UNDERCURRENT > THE TWO AREA GAGGIES

AL 33 February 1999
By Claudio “Sid” Brignole
Photo S. Giovannini
Undertone, Chronic Area.
These two names have resounded in our ears hundreds of times over the past few years: we have heard them at concerts, read about them in advertisements in magazines and on their record covers, talked about them with friends to comment on their pieces or attitudes over time that have aroused great admiration or dislike.

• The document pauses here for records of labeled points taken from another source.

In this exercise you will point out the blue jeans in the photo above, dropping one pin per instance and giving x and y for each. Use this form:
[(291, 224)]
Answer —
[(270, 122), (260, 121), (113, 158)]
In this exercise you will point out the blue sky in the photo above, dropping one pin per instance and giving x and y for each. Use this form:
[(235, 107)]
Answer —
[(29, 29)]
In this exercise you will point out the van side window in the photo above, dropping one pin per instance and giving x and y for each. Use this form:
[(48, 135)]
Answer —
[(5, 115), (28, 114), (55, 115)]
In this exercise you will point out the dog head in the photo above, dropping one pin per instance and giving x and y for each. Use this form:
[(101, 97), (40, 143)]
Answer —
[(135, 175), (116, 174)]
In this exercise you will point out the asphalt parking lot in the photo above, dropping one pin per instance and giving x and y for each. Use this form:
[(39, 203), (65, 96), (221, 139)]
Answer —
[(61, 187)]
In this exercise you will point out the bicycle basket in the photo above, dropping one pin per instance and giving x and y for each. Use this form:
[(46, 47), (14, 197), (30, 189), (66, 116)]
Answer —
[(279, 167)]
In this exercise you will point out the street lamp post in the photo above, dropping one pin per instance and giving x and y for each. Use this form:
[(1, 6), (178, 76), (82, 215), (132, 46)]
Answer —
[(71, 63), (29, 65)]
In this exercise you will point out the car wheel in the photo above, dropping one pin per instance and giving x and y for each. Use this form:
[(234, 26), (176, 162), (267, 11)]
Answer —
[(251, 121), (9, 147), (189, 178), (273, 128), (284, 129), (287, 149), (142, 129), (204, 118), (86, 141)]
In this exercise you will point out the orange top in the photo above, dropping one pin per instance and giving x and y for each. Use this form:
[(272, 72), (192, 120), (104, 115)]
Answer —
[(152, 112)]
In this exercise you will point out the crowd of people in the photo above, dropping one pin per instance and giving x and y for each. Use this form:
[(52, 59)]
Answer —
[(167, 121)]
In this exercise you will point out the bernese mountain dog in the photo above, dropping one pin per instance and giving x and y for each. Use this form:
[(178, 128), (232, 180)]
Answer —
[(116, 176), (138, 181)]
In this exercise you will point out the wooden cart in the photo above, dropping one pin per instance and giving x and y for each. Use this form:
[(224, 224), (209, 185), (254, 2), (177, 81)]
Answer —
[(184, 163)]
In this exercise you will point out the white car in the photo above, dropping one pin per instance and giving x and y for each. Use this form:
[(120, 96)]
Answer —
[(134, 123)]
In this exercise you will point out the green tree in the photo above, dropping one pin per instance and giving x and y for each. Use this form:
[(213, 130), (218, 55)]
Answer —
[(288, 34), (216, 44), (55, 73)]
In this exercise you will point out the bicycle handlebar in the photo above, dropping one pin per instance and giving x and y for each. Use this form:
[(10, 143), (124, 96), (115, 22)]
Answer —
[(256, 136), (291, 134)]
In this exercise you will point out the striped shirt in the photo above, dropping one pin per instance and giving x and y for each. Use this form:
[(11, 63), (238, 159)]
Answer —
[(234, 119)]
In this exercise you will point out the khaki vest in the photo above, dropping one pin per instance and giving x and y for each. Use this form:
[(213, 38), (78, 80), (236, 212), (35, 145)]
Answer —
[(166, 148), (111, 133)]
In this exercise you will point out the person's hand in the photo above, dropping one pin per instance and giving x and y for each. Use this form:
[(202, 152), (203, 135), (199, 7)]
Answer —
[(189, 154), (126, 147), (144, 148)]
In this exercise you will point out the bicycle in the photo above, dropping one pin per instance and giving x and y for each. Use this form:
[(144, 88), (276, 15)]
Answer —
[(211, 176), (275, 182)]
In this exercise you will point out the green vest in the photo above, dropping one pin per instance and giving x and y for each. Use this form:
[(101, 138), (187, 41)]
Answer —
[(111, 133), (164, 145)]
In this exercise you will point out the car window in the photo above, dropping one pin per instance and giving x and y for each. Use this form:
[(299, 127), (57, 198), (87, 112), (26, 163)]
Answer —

Tastes are tastes and I don't think it's absolutely the case to route on the easy discourse for or against Area Cronica, absolutely sterile and inconclusive discourses; let's stay strictly with the facts. The figures tell us that Area Cronica and Sottotono have really worked hard, they have set up a real record label that produces only Hip Hop by making a distribution contract with V2, they have set up a studio where they have all the mc's under contract for them to record, they have produced four records in a few months and are about to bring out two more soon (not counting the Sottotono lp themselves). They have done a lot of promotion for their products in the media, toured Italy doing concerts everywhere. They have remained with their feet firmly on the same ground as Hip Hop producing in Italy. I am not trying to put the Chronic Area in a good light out of bias, these are facts that are not disputable by anyone in good faith. Everything perfect then? Let's not exaggerate, flaws and mistakes are everywhere, and even Sottotono have made them and will make them in the future (as we all will), the important thing is to give those who work hard a chance to show their worth. I met them for this interview at the Wea headquarters, right in the center of Milan, interview room, drinks from the bar available. Both Tormento and Fish and I were not very comfortable, all three of us surely would have preferred to do as we did other times, see each other quiet and relaxed at my house or theirs. But times change and we have to adjust, Fish is struggling with his cell phone that keeps ringing, Tormento, on the other hand, is building something with paper but I don't quite understand... Both of them are restless, the release of their third record is an important milestone that they can't fail and they are trying hard to make things go smoothly. The first question, which is a must, is about the last two years full of events and important milestones... Fish looks at me and answers proudly, “First of all, we have grown as people, also because we have had different experiences, such as producing other bands, and we have set up an independent label (Area Cronica, ed.) distributed by a major (V2, ed.). We have produced four records so far, the ep of Lyricalz and the lps of Sab Sista, Maku Go and Sardo Triba and Bassi; we have set up our own studio and will soon produce the others from Area, soon to be Left Side and Jasmine...”
Tormento intervenes and with his typical cadence and tortuous reasoning (which I have made more linear for your greater understanding), continues, “We want to make one release after another, which normally fails. The labels don't really work the way we do, because rap is going at a higher speed. Fish has been doing quite a bit of stuff pretty much on his own because I did community service, stuff that diverted me quite a bit; he was the one who ended all the hustling to get to close these contracts... With that we've come full circle, we've come full circle. Now we completely curate what we do.’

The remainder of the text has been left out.